Tapi kenyataanya, Israel itu biang bohong dan biang kelaliman.

13. Paulus menubuatkan bahwa semua lutut akan tertekuk dan semua lidah akan mengakui bahwa Yesus itu adalah Tuhan.

10 Supaya dalam nama Yesus bertekuk lutut segala yang ada di langit dan yang ada di atas bumi dan yang ada di bawah bumi.
11 dan segala lidah mengaku: “Yesus Kristus adalah Tuhan,” bagi kemuliaan Allah, Bapa! [Filipi 2:10-11]

Saya akan buktikan kesalahan nubuat Paulus dalam Alkitab dalam ayat Filipi 2:10-11 diatas. Perlu dicamkan sejenak bahwa kitab (surat) Filipi ini dikarang oleh Paulus pada tahun 62/63 Masehi. Sekarang Kita fokuskan ayat Alkitab diatas itu, perhatikan juga pada kata-kata yang saya huruf besarkan.

DALAM NAMA YESUS SEMUA LUTUT AKAN BERTEKUK LUTUT DAN SEMUA LIDAH AKAN MENGAKU BAHWA YESUS ADALAH TUHAN (Filipi 2 : 10-11).”

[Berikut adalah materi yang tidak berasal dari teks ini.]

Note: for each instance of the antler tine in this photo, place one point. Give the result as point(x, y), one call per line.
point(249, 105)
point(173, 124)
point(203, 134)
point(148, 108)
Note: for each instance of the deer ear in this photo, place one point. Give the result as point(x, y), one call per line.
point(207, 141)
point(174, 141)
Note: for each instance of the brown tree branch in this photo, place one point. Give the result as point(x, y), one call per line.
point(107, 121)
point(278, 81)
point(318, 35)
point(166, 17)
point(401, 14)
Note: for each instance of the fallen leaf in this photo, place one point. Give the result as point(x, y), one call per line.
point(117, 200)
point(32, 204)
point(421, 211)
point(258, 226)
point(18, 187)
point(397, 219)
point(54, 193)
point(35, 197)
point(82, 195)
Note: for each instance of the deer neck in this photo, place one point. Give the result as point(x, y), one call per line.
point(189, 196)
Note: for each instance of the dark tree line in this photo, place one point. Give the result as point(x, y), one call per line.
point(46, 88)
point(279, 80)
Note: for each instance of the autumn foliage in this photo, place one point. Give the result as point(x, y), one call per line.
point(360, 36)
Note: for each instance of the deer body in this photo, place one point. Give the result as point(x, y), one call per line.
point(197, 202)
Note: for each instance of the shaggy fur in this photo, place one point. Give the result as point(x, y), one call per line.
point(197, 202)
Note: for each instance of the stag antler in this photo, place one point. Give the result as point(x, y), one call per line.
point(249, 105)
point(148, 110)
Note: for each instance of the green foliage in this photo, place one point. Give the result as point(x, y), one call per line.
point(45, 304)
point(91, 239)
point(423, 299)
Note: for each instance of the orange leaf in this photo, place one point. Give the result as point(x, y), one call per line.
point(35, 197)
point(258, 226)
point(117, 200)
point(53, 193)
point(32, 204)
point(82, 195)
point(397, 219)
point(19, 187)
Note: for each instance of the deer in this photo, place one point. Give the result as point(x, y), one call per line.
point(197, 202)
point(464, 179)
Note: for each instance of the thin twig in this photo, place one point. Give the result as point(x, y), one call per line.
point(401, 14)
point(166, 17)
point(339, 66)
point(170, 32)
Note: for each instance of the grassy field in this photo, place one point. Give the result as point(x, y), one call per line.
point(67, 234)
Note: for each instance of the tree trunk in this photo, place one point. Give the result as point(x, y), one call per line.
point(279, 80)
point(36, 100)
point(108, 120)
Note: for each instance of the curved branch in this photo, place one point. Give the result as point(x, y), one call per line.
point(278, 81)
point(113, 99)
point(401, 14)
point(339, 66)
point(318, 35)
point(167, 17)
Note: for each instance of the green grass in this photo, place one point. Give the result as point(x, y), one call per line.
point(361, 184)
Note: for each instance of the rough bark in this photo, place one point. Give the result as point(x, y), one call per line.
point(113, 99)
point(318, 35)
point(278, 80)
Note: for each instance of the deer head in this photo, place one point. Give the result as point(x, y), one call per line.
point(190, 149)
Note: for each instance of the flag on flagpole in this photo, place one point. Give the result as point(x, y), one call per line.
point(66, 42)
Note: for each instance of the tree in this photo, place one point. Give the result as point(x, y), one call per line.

Kita lihat sedari awal tulisan ayat itu: ‘SEMUA LUTUT AKAN BERTEKUK LUTUT…’, saya tanya: SEMUA lutut bertekuk lutut darimana? Dari Hongkong? J Yang jelas sekarang dengkul saya lagi selonjoran. Saya menajiskan lutut saya untuk bertekuk lutut sama Tuhan palsu apalagi sama setan tembok macam Yesus.
Lalu: ‘…DAN SEMUA LIDAH AKAN MENGAKU BAHWA YESUS ADALAH TUHAN’, tak usahlah mengambil kesimpulan sesesat dan sejauh itu. Tidak semua tidak orang ngaku Yesus Tuhan. Nubuat Paulus dalam Filipi 2:10-11 diatas jelas TELAH TUMBANG karena lutut saya tidak bertekuk lutut dan lidah saya tidak pernah mengakui bahwa Yesus itu adalah Tuhan.